《めてみみ》攻めと守り

2020/11/19 06:24 更新


 商社のファッションアパレルOEM(相手先ブランドによる生産)事業が厳しい。コロナ禍でアパレル店舗が休業、その後もファッション消費の回復は鈍く、4~9月の各社の衣料品OEM事業は前年同期比で20%前後の減収だった。

 「日本のアパレル市場は今の半分ほどに減る可能性がある」「今のOEM事業は5年後はあるかもしれないが10年後はないだろう」と危機感は強い。この減少を補う柱を急いで作らねばならない。

 そんなことは以前からわかっていた。

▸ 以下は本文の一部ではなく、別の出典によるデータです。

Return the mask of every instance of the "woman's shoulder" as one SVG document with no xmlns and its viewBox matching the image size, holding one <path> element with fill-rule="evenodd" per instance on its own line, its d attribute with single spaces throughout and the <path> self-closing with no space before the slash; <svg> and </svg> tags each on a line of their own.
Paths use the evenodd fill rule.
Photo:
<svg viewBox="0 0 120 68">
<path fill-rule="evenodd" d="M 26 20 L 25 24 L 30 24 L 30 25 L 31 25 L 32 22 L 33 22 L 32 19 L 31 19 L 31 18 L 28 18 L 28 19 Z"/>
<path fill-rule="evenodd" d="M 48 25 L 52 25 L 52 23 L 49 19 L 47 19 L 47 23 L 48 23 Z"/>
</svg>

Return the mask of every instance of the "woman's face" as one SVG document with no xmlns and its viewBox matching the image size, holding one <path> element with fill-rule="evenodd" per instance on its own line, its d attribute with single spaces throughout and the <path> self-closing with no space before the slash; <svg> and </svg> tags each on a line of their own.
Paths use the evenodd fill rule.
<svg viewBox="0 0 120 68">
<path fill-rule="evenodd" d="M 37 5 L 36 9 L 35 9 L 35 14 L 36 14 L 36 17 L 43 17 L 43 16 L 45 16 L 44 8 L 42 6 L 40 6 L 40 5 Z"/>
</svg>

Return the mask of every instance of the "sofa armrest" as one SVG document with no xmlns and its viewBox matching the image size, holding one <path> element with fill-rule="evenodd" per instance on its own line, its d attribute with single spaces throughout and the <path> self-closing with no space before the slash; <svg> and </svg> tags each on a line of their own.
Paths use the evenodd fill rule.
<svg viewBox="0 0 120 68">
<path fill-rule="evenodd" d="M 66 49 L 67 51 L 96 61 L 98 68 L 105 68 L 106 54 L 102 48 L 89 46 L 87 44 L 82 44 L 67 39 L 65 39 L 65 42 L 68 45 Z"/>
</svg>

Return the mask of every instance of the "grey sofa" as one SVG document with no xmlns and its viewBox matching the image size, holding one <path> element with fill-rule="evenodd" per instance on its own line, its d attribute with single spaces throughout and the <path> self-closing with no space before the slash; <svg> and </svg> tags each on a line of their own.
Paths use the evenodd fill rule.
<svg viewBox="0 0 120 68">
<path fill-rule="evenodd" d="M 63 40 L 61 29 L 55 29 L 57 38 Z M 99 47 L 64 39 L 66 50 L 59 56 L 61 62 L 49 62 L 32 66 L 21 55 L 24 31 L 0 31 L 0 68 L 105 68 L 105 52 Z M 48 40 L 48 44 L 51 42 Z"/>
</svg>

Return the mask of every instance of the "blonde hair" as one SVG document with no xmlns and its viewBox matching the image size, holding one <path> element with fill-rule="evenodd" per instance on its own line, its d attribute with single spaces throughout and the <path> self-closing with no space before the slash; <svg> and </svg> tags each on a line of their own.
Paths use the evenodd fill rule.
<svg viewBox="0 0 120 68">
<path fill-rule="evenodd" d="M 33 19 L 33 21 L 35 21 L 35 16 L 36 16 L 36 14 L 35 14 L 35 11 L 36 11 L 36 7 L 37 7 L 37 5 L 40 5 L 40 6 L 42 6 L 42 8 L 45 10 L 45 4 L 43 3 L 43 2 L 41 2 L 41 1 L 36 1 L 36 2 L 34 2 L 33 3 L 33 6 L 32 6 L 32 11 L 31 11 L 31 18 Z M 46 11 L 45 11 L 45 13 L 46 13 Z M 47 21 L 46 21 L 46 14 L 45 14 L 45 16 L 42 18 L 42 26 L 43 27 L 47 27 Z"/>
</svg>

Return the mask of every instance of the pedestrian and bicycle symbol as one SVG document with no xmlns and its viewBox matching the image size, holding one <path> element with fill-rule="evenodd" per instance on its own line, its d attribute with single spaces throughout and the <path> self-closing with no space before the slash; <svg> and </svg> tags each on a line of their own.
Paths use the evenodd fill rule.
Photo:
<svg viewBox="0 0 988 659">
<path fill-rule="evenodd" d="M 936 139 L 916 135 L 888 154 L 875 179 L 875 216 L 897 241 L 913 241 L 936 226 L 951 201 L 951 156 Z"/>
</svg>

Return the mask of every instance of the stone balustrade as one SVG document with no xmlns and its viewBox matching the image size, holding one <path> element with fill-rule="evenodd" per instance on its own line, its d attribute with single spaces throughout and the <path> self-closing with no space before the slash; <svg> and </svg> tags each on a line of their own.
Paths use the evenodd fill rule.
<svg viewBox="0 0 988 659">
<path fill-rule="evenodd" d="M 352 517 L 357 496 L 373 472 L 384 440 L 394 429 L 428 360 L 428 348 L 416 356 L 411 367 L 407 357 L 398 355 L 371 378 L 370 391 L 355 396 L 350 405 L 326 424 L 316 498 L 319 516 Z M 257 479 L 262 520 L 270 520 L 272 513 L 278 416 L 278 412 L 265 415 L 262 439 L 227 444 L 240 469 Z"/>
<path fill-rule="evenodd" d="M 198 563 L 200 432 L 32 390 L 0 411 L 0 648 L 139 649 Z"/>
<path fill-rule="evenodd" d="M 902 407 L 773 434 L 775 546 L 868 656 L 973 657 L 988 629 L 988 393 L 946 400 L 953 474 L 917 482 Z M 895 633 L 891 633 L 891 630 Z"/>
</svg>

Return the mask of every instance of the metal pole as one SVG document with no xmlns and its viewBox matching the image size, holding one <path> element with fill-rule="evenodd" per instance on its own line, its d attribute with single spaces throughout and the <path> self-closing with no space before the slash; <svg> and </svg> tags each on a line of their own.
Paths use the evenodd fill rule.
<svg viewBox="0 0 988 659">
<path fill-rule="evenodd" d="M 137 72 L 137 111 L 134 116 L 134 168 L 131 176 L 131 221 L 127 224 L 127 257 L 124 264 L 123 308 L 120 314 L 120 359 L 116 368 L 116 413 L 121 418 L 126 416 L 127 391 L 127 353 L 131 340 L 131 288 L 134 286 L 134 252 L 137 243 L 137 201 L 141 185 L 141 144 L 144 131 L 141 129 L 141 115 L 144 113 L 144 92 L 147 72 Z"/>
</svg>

だからこそこの間、様々な新規事業やM&A(企業の合併・買収)、出資などを進めてきたのだ。しかし新しいことには失敗はつきもの。そう簡単に次の柱は育たない。じっくりと腰を据える必要がある。が、コロナで尻に火がついてしまった。

 DtoC(メーカー直販)事業をはじめ、ヘルスケア分野や非繊維分野の拡大など各社、新たな案件をいくつも仕掛けている。ある商社マンは、「新しいことを始めないと社内で全く評価されない」と困惑していた。

 今後を考えると新しい事業の創出や新販路の開拓、事業領域の拡大などは避けては通れない。しかし既存事業を守り、チャンスがあれば拡大することも非常に重要。しっかりした守りがあればこそ攻められる。若い力だけでなく、中堅、ベテランの底力も必要とされている。